# Sanity checks

Here we will perform a bunch of sanity checks on the model to see if its working as desired or not.

### Checking optimal log-likelihoods per permutation

For the end-to-end model of learning both causal ordering as well as the model parameters to work, different permutations should produce different log-likelihoods with the optimal permutation producing the best likelihood possible.

In [1]:
%load_ext autoreload

In [2]:
%autoreload 2
import sys
sys.path.append('..')


# setup data
from ocd.data import CausalDataModule
import dycode
import torch

# setup model
import lightning
import lightning.pytorch.callbacks
from ocd.training import OrderedTrainingModule


dm = CausalDataModule(
    name="asia",  # small dataset asia
    observation_size=4096,  # number of observation samples
    intervention_size=256,  # set to 0 for no intervention
    batch_size=64,
    num_workers=0,  # set to 0 for no multiprocessing
    val_size=0,  # 10% of data for validation, or use int for exact number of samples, set to 0 for no validation
    pin_memory=True,  # set to True for faster data transfer to GPU (if available)
)
dm.setup("fit")


# Extract the category sizes
in_features = dm.train_data[0].features_values


Setup a fixed permutation below and train the model. You can use the following options:
* `whole`: This will simply run the algorithm.
* `correct_order`: This will do a topological sort on the correct DAG and feed that to the model. We hope to gain the best likelihood using this.
* `seed`: This will be an integer value used to perform

In [3]:
import random
from ocd.utils import topological_sort
from ocd.evaluation import backward_score

# Set to false if you want a quick run using the whole model
prompt = True

# Set the permutation to be used, use the seed to switch between permutations

prompt_text = "[LIST OF INTEGERS] create a set of random permutations that is fixed and obtained from the input seeds. (camma seperated)\n"
prompt_text += "When you enter seed=0 it will produce the correct ordering\n"
prompt_text += "Enter option: "
resp = 'whole' if not prompt else input(prompt_text)
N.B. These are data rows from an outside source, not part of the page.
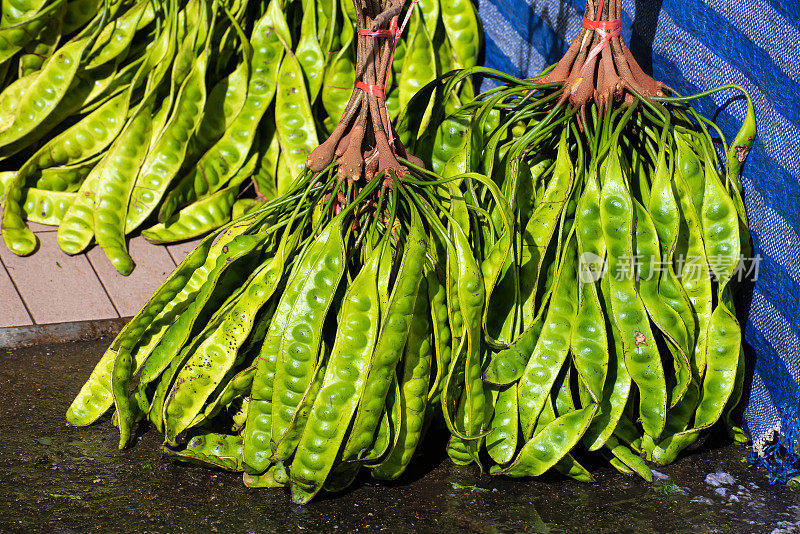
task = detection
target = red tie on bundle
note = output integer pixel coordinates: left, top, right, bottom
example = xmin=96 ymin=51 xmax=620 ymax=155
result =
xmin=581 ymin=0 xmax=622 ymax=73
xmin=355 ymin=0 xmax=419 ymax=147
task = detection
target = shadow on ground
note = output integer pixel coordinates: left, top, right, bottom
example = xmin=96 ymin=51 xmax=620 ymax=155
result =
xmin=0 ymin=341 xmax=800 ymax=533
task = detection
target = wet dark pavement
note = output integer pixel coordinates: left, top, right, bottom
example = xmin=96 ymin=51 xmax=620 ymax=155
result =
xmin=0 ymin=340 xmax=800 ymax=534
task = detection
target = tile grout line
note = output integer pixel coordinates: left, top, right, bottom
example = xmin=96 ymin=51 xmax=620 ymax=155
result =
xmin=82 ymin=252 xmax=122 ymax=317
xmin=0 ymin=254 xmax=36 ymax=324
xmin=164 ymin=246 xmax=178 ymax=270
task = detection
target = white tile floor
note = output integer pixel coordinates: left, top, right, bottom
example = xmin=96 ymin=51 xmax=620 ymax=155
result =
xmin=0 ymin=225 xmax=198 ymax=328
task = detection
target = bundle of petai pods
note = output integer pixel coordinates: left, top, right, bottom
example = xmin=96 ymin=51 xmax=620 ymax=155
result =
xmin=0 ymin=0 xmax=481 ymax=275
xmin=405 ymin=0 xmax=755 ymax=480
xmin=67 ymin=0 xmax=755 ymax=503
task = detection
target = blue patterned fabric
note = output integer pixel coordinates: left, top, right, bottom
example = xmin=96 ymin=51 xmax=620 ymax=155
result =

# perform trimming on a string x to remove all spaces
seeds = [int(x.replace(' ', '')) for x in resp.split(',')]
print("permutations being used:\n")
FIXED_PERMUTATION = {}
for seed in seeds:
    if seed == 0:
        perm = topological_sort(dm.datasets[0].dag)
    else:
        random.seed(seed)
        perm = list(range(len(in_features)))
        random.shuffle(perm)
    score = backward_score(perm, dm.datasets[0].dag)
    FIXED_PERMUTATION[f'seed_{seed}' if seed else 'correct'] = [perm,score]
    print(perm, "backward score:", score)


permutations being used:

[0, 4, 7, 5, 1, 6, 3, 2] backward score: 0.25
[1, 0, 2, 5, 3, 4, 6, 7] backward score: 0.5
[6, 7, 5, 3, 4, 0, 1, 2] backward score: 0.375
[6, 0, 4, 3, 7, 1, 5, 2] backward score: 0.375
[2, 5, 3, 1, 0, 6, 4, 7] backward score: 0.5
[5, 4, 1, 0, 6, 3, 2, 7] backward score: 0.0


In [4]:

from lightning.pytorch import loggers as pl_loggers
dycode.register_context(torch)
# iterate over all the key item pairs in the dictionary FIXED_PERMUTATION
for VERSION, permutation in FIXED_PERMUTATION.items():
    print(f"Running experiment with permutation {permutation}")
    

    logger = pl_loggers.tensorboard.TensorBoardLogger("lightning_logs", name="sanity_check", version=VERSION)
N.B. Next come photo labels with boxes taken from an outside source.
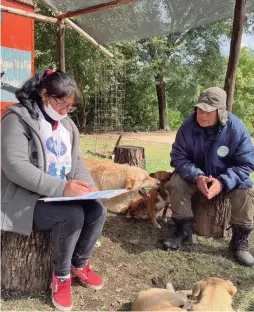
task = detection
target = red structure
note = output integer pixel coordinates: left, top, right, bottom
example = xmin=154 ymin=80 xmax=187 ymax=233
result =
xmin=1 ymin=0 xmax=34 ymax=113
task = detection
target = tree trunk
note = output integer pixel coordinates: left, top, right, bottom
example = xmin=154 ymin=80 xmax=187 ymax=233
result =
xmin=81 ymin=93 xmax=87 ymax=131
xmin=224 ymin=0 xmax=246 ymax=112
xmin=1 ymin=231 xmax=52 ymax=294
xmin=114 ymin=145 xmax=146 ymax=169
xmin=192 ymin=192 xmax=231 ymax=238
xmin=155 ymin=73 xmax=168 ymax=130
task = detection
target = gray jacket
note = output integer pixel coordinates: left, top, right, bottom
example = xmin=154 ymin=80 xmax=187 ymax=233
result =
xmin=1 ymin=104 xmax=95 ymax=235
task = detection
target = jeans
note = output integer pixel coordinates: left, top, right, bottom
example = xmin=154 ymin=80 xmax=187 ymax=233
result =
xmin=33 ymin=200 xmax=106 ymax=276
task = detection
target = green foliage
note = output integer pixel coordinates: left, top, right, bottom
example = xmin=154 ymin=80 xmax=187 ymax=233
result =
xmin=233 ymin=47 xmax=254 ymax=136
xmin=35 ymin=8 xmax=254 ymax=134
xmin=168 ymin=109 xmax=183 ymax=130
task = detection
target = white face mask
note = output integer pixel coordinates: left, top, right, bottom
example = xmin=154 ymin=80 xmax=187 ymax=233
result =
xmin=44 ymin=102 xmax=67 ymax=121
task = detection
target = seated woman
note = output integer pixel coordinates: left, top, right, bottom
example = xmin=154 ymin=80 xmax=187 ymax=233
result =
xmin=1 ymin=70 xmax=106 ymax=310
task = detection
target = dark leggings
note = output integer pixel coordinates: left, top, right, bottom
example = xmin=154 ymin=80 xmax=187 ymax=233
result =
xmin=33 ymin=200 xmax=106 ymax=276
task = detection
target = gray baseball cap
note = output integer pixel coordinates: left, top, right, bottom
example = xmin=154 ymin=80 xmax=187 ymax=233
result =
xmin=194 ymin=87 xmax=227 ymax=126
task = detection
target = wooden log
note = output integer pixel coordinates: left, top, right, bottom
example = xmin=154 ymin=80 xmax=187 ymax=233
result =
xmin=114 ymin=145 xmax=146 ymax=170
xmin=192 ymin=192 xmax=231 ymax=238
xmin=1 ymin=231 xmax=52 ymax=294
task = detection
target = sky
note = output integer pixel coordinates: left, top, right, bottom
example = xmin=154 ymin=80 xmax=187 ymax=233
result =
xmin=221 ymin=34 xmax=254 ymax=56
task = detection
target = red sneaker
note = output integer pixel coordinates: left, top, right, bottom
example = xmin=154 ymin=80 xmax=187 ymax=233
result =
xmin=71 ymin=263 xmax=103 ymax=290
xmin=51 ymin=273 xmax=72 ymax=311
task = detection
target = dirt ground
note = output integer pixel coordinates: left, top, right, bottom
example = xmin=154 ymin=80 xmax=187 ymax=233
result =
xmin=1 ymin=214 xmax=254 ymax=311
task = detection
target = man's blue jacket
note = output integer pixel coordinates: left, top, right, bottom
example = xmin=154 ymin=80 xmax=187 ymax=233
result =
xmin=170 ymin=112 xmax=254 ymax=191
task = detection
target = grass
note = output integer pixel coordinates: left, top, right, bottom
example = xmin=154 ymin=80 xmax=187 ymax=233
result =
xmin=1 ymin=136 xmax=254 ymax=311
xmin=80 ymin=135 xmax=174 ymax=172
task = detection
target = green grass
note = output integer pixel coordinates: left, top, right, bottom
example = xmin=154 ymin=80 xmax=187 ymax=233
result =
xmin=80 ymin=135 xmax=174 ymax=172
xmin=80 ymin=135 xmax=254 ymax=182
xmin=1 ymin=135 xmax=254 ymax=311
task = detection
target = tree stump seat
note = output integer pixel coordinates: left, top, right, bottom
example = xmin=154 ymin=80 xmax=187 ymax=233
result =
xmin=1 ymin=231 xmax=52 ymax=294
xmin=192 ymin=192 xmax=231 ymax=238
    # set callbacks for the trainer
    callbacks = [
        # monitor the learning rate (log to tensorboard)
        lightning.pytorch.callbacks.LearningRateMonitor(logging_interval="epoch"),
    ]

    trainer = lightning.Trainer(
        # accelerator="mps",  # remove this line to run on CPU
        callbacks=callbacks,
        # precision=16, # for mixed precision training
        # gradient_clip_val=1.0,
        # gradient_clip_algorithm="value",
        max_epochs=43,
        track_grad_norm="inf",
        log_every_n_steps=1,
        logger=logger,
        # overfit_batches=3,
        # detect_anomaly=True,
    )

    # Extract the category sizes
    in_features = dm.train_data[0].features_values


    # torch.autograd.set_detect_anomaly(True)
    tm = OrderedTrainingModule(
        in_covariate_features=in_features,
        hidden_features_per_covariate=[
            [128 for i in range(len(in_features))],
            [64 for i in range(len(in_features))],
            [32 for i in range(len(in_features))],
        ],
        gamma_scaling=1,
        fixed_permutation=permutation[0],
        log_permutation=False,
        batch_norm=False,
        criterion_args= dict(
            terms=[
                "ocd.training.terms.OrderedLikelihoodTerm",
                # "ocd.training.terms.PermanentMatrixPenalizer",
                dict(
                    name="norm(gamma)",
                    term_function='lambda training_module: training_module.model.Gamma.norm(float("inf"))',
                    factor=0,
                ),
                dict(
                    name="norm(layers)",
                    term_function='lambda training_module: max([layer.linear.weight.norm(float("inf")) for layer in training_module.model.made.layers])',
                    factor=0,
                ),
            ],
            regularizations=[
                    dict(
                        name="nothing",
                        term_function="lambda batch: torch.zeros(1, device=batch[0].device)",
                        factor="def factor(training_module, results_dict):\n\ttraining_module.loss = results_dict['loss']\n\treturn 0",
                    ),
            ],
        ),
        noise_factor=0,
        optimizer=['torch.optim.Adam', 'torch.optim.Adam'],
        optimizer_parameters=['model.made', 'model.Gamma'],
        optimizer_args=[
            dict(
                weight_decay=0.0001,
            ),
            dict()
        ],
        optimizer_is_active=[
            'lambda training_module: training_module.current_epoch % 10 < 10',
            'lambda training_module: training_module.current_epoch % 10 < 10',
        ],
        tau_scheduler="lambda training_module: max(0.0001, 0.5 * 0.99 ** (training_module.current_epoch // 1000))",
        n_sinkhorn_scheduler="lambda training_module: min(120, max(60, 60 + ((training_module.current_epoch - 60) // 10)))",
        lr=0.001,
        scheduler="torch.optim.lr_scheduler.ExponentialLR",
        scheduler_interval="epoch",
        scheduler_args={"gamma": 0.999},
    )
    try:
        trainer.fit(tm, dm)
    except KeyboardInterrupt:
        print("Keyboard interrupt detected, stopping training")
    print(f"Finished training on {permutation} with loss: {tm.loss}")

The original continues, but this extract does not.